Service businesses, like fund administration and transfer agency are in need of significant investment, adapting to the ever changing regulatory reporting and tax environment in global operating environments require significant investment with long term return horizons. Given the high pace of change and some of the local requirements, some require a change on change investments. 
Large global project teams, long time horizons and funding: these are not easy changes for an investment bank that also needs to make necessary investments in the front office to support higher margin business.

Transaction-based banks, on the other hand, look at this business somewhat differently. State Street has an asset management arm and a bit of investment banking but by-and-large its core focus is getting as many billions of assets under administration and under custody as possible. That approach no longer seems to hold water for the investment banks. In addition to the larger investment banks getting out of fund administration, private equity investors who have taken a position in the (mid sized) administration space have been looking for their exit.

Aside from the greater synergies for transaction-based banks in buying businesses that operate in a similar way to their existing core business, they also seem better able to capitalise on providing custodial and depositary services to the underlying managers they take on board. 
Whichever way you cut it, fund administration on its own has become a commoditised business. Margins have fallen and in that sense or otherwise better explained more services are expected for the same dollar, in that respect custodial bank owned fund administrators have a somewhat similar issue as investment banks. 

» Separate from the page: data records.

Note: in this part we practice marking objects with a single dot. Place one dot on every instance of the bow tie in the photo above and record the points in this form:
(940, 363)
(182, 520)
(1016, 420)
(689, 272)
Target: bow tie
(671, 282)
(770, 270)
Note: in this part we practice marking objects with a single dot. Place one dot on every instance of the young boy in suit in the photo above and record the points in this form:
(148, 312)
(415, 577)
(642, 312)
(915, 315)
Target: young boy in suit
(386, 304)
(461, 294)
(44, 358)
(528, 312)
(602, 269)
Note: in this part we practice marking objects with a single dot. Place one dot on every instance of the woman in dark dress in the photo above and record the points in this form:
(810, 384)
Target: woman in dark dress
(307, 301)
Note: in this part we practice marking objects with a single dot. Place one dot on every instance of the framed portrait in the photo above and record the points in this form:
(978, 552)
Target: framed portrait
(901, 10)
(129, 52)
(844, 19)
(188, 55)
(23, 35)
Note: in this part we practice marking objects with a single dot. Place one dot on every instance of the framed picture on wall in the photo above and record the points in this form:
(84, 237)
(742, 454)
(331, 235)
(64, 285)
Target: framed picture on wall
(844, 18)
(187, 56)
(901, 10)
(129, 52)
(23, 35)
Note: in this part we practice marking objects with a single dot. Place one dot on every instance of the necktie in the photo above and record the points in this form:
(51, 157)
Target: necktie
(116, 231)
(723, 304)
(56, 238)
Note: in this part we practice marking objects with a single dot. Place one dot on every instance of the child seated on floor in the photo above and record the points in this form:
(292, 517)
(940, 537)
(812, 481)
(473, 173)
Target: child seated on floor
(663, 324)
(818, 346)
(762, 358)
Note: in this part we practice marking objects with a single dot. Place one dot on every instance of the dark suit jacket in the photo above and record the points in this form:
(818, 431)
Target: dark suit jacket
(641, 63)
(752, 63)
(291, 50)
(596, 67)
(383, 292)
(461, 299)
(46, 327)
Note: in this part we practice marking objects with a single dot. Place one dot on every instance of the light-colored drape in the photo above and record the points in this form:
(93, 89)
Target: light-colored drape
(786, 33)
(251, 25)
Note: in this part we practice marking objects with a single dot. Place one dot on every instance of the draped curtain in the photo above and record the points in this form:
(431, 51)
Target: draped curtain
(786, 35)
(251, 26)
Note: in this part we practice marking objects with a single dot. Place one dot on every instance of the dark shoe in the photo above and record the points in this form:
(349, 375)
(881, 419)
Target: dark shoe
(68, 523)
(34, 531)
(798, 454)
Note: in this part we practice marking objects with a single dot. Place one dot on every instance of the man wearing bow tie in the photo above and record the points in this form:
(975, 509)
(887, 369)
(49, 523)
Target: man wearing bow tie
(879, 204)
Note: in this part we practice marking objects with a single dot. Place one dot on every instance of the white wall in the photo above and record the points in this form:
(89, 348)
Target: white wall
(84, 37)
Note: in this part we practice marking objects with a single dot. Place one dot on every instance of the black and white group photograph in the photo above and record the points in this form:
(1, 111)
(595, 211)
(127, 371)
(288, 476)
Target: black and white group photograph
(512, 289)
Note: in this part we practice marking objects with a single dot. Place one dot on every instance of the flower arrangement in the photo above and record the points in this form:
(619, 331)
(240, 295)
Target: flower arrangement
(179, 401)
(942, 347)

However, by making acquisitions in different time zones and reducing operating costs due to greater synergies, they are at the same time able to extend their custodial services and network and are in a better position to manage the level of returns they may or may not be making on fund administration services. Fund administration in that sense acts more as a protector towards the core custody business.

Thus comparing bank owned administrators, these transaction based banks are now better positioned to offer a more balanced integrated business model where costs can be more easily assimilated going from owning a super manco down to reconciling the transfer agency transactions and where headcount is not the main concern. That business model today makes for a better fit. 

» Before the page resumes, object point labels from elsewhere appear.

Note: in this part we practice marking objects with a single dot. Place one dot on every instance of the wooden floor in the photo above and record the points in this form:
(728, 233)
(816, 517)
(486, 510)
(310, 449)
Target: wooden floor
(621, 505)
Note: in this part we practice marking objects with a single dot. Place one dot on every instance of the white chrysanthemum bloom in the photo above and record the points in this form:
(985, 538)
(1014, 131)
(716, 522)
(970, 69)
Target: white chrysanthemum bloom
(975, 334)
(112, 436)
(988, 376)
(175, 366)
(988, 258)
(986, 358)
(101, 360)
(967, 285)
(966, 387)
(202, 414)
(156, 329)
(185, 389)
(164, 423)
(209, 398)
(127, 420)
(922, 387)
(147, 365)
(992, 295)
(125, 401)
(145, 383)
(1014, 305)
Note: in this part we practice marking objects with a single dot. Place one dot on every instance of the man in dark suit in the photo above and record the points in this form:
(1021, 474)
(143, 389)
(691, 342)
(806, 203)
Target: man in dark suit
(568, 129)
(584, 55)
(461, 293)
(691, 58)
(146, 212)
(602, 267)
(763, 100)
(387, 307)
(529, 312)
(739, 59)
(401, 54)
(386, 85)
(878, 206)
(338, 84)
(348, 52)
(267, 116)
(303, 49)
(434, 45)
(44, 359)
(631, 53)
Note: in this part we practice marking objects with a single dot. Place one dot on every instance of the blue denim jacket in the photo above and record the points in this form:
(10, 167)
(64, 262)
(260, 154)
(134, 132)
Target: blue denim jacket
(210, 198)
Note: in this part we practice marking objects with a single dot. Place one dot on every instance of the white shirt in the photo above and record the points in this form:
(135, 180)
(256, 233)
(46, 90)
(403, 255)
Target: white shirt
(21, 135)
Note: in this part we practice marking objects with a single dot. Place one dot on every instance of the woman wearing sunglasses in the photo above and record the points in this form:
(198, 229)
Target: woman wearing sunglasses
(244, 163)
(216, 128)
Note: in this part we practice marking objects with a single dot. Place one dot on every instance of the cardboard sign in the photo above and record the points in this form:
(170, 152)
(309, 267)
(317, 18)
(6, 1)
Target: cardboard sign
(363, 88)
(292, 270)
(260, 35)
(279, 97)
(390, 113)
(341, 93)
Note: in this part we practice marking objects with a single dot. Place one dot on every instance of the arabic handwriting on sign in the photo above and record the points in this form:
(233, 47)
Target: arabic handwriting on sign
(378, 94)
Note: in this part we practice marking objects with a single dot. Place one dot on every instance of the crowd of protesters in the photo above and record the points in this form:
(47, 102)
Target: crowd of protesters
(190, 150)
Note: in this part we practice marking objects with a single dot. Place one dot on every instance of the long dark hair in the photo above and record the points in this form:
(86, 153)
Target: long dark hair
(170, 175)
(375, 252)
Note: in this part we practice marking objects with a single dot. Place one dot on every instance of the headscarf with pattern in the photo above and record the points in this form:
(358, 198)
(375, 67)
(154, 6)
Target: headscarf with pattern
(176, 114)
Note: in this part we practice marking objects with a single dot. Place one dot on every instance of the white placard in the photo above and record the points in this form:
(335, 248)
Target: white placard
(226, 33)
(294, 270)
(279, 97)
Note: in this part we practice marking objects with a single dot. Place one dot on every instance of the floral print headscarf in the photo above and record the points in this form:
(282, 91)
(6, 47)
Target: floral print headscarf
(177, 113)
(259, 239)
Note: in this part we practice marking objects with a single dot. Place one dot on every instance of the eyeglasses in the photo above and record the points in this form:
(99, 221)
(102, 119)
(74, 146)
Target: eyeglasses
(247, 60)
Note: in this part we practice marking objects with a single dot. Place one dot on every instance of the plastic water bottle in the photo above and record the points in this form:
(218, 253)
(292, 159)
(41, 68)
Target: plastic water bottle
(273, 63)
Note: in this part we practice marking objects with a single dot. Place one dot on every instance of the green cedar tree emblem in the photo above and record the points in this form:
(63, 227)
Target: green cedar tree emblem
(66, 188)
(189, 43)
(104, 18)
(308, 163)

"We are an innovating administrator that supports large and complex managers, but the fact is there are plenty of smaller fund managers sub USD100 million that need independent boutiques like Circle Partners to exist. Start up managers and (multi-)family offices need a great service at a good price," says van Zanten.

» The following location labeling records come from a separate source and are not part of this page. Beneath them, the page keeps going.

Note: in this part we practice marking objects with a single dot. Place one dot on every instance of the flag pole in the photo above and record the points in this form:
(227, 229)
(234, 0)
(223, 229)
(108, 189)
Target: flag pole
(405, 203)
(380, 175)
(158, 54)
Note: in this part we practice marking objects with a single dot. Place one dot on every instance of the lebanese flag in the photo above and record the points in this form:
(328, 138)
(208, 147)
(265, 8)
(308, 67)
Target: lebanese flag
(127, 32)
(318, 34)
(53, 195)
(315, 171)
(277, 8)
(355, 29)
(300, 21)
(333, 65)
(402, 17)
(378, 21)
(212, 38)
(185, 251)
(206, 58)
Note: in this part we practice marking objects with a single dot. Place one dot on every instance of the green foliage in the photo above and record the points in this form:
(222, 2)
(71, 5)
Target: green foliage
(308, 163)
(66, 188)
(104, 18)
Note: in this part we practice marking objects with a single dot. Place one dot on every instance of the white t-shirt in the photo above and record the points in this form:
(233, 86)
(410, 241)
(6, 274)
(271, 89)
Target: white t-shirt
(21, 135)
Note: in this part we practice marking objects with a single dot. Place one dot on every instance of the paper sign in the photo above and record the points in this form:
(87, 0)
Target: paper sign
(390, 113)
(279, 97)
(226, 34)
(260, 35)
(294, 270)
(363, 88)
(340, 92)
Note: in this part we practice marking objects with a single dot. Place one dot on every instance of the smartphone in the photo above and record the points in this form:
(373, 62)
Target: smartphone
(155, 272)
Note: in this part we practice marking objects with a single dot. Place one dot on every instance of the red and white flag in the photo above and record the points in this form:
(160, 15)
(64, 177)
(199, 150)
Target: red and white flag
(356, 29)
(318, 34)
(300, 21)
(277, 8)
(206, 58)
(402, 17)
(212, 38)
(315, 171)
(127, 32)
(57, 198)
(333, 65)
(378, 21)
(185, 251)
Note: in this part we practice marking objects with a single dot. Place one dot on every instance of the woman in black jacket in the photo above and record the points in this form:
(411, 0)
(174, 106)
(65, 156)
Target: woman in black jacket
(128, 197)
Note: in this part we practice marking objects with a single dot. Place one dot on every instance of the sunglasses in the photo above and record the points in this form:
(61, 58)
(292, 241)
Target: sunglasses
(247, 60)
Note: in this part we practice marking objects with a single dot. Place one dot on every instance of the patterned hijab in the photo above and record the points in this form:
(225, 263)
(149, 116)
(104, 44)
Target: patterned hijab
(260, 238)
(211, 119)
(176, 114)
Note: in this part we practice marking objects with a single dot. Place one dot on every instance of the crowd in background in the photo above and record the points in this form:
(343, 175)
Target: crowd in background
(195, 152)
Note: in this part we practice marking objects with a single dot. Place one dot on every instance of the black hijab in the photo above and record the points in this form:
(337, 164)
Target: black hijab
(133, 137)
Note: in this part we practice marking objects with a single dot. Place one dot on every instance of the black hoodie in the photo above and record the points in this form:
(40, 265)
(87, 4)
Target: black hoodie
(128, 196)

If these administrators get consumed into larger entities, even if it is for the right reasons, the risk is that smaller managers will get cut adrift. 
Back in the 1950s, the Dutch had waterlogged areas of land and they had two choices: either close them all off and build huge dykes or leave them open. They chose to leave them open because they acted as a chamber for fresh fish. 
It is no secret that Circle Partners found its origin in the Netherlands, but "I like to think about independent administrators delivering a boutique style service in a similar way; building bridges and implementing smart solutions, because without them, you run the risk of choking off that fresh influx of new talent; whose going to be there to support them?" concludes van Zanten.